The all female cast, which includes a peace worker who visits the camp to prepare inmates for the end of the war, is uniformly powerful and convincing. Of special interest is Wife Number Two, who escapes from the camp to become a soldier. Although her slinky appearance and interest in nail varnish exude a type of glamour, her AK-47 is her constant companion and we are aware that her mission is to kill anyone from the other side, whether man, woman or child. This character is modelled upon a real life young Liberian woman, Colonel Black Diamond, who was among Liberia’s most formidable rebel fighters. With her glamorous women bodyguards, she fought to topple a corrupt government. Now, in peacetime, she is acquiring an education and looking after her children.

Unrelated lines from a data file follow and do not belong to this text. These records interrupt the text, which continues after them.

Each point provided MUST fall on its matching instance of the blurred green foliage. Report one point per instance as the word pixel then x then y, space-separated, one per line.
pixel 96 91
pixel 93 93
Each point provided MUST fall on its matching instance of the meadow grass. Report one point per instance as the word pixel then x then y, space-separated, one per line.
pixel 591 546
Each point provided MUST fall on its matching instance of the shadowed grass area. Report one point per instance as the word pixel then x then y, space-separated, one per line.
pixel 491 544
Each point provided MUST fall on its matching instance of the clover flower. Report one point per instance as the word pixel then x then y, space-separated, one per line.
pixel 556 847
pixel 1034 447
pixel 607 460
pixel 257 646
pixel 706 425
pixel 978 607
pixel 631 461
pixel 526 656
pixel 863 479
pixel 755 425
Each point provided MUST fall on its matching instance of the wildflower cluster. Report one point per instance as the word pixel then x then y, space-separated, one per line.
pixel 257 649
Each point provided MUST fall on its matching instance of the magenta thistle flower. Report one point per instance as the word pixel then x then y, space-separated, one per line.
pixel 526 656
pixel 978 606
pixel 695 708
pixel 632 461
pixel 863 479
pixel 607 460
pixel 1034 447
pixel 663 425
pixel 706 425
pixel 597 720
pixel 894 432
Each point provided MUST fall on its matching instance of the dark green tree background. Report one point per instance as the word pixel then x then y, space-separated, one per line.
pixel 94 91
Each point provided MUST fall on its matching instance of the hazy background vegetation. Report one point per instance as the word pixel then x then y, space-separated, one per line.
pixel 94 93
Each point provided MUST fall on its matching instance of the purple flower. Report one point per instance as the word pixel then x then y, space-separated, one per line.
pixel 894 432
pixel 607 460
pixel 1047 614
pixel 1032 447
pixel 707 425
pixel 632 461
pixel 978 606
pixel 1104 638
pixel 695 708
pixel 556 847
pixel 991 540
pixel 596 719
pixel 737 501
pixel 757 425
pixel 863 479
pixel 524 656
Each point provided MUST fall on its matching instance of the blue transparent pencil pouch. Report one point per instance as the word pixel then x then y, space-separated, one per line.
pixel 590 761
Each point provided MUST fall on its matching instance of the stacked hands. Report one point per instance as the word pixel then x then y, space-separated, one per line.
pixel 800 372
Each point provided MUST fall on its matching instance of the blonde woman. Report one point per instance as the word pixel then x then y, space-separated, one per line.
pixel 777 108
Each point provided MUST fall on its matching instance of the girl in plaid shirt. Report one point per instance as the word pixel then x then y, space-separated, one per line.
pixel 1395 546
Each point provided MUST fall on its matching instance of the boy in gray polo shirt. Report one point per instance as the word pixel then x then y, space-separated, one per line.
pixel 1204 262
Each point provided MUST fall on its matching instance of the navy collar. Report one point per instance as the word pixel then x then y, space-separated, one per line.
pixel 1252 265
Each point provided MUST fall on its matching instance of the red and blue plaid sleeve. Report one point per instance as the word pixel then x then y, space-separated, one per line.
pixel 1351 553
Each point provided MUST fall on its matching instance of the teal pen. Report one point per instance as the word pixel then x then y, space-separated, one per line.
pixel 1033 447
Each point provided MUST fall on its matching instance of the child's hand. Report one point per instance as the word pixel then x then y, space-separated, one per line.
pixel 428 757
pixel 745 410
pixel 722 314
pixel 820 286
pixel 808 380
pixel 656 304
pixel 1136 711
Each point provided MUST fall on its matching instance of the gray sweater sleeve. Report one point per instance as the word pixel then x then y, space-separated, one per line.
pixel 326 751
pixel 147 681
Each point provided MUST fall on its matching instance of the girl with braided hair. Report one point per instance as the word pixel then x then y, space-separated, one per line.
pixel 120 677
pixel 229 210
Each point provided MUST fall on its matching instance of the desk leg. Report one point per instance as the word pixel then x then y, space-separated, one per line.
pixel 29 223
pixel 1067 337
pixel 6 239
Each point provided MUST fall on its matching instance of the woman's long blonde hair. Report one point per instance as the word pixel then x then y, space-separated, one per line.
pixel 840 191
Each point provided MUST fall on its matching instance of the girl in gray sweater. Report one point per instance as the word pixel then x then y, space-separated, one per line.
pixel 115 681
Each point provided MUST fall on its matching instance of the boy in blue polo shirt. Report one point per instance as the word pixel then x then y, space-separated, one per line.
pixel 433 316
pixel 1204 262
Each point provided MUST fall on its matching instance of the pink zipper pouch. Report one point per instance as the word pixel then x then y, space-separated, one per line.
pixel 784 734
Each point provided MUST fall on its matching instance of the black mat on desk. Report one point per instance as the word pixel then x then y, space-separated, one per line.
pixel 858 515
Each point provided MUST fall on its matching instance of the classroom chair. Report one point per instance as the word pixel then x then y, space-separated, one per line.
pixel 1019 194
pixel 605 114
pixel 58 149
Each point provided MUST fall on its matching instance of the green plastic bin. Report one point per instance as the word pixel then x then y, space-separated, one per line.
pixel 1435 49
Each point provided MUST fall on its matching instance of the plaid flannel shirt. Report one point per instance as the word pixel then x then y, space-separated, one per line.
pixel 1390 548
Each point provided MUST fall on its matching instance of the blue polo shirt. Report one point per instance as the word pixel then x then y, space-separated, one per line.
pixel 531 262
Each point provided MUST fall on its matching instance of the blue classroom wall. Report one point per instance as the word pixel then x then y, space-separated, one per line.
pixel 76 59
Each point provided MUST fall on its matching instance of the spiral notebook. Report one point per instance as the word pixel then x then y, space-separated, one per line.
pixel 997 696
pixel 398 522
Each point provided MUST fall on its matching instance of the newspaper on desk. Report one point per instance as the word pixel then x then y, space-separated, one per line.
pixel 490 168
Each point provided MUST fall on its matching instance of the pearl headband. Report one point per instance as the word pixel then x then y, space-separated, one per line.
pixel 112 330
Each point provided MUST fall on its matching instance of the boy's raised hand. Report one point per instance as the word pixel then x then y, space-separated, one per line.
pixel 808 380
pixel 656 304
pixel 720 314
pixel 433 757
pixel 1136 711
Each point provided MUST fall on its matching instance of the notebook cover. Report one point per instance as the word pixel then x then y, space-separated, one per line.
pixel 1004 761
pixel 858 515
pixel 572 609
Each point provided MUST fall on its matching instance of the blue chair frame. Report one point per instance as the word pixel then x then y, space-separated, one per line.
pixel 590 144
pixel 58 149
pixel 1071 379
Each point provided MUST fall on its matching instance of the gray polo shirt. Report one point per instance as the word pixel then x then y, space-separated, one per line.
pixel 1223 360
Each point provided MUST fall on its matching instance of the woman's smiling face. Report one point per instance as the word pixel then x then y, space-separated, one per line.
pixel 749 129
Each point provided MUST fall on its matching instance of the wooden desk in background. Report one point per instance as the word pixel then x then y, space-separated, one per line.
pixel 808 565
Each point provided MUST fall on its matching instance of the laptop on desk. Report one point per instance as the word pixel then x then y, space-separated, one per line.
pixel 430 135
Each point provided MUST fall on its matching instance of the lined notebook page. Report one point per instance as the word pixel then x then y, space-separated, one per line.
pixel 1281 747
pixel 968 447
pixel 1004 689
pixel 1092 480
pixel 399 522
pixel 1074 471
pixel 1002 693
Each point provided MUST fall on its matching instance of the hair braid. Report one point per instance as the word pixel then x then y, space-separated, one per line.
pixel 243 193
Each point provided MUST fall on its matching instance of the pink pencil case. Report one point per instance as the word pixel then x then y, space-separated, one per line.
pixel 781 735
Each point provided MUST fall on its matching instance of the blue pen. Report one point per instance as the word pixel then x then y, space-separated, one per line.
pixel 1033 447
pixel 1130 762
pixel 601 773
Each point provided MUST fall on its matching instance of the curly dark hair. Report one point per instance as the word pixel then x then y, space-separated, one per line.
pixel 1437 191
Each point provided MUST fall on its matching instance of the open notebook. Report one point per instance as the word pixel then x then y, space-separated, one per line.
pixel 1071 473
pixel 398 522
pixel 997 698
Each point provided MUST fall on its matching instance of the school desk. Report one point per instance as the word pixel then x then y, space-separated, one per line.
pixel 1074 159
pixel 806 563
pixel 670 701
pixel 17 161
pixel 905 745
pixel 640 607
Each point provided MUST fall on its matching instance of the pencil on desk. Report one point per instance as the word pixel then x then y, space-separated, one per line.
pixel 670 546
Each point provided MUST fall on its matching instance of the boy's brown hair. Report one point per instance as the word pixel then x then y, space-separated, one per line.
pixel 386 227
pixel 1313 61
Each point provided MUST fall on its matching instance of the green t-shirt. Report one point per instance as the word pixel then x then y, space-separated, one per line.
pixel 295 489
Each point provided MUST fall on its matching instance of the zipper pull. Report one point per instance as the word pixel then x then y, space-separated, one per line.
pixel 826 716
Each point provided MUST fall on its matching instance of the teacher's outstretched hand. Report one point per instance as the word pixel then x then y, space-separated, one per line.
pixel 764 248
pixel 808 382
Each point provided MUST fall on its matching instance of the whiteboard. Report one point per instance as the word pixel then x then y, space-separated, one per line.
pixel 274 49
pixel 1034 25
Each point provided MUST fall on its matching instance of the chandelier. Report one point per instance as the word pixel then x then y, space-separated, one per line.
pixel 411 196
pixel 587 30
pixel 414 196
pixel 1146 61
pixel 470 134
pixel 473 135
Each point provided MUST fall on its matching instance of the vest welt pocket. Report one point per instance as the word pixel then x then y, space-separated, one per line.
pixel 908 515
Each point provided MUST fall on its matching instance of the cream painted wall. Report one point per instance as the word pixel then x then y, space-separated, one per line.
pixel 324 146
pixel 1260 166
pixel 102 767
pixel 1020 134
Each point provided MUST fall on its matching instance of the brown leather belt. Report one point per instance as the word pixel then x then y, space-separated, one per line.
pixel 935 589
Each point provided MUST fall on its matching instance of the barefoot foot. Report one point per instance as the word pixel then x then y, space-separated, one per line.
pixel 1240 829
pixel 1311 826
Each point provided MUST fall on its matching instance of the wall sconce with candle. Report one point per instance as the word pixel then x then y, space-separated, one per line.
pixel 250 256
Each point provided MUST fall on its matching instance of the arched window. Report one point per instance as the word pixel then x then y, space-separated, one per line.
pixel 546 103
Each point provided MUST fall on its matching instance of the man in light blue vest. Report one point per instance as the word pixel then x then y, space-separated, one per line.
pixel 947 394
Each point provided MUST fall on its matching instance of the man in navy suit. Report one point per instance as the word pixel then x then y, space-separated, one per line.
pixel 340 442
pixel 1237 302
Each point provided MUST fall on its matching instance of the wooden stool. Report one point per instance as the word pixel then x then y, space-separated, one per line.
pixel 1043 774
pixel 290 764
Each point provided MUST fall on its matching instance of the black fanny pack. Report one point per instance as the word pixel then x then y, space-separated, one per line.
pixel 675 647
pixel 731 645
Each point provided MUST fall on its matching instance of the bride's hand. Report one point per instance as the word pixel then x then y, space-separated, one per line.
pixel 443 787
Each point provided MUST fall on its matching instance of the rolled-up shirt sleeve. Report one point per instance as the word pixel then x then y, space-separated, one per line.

Zane Lucas and Patience Tawengwa, director and co-director of Eclipsed, together with the resources of Reps Theatre, have brought a special type of theatre to Zimbabwe audiences. Tawengwa, who directed the award-winning Loupe, which premiered at HIFA 2008, told me that she feels that Eclipsed has a special message for women who feel ‘victimised by the patriarchal attitudes of Zimbabwean men.’ As co-director, she researched and helped the players understand the pivotal issues of violence, rape and unwanted pregnancies, a process essential to their convincing performances. Danai Gurira and Patience Tawengwa recently formed Almasi Collaborative Arts, which will professionalize Zimbabwean dramatic arts and ensure fair remuneration for Zimbabwean artists. With the emphasis on fearless creativity and rigorous standards for developing productions, theatre in Zimbabwe is set for global fame and recognition. Eclipsed runs at Reps Theatre until May 19.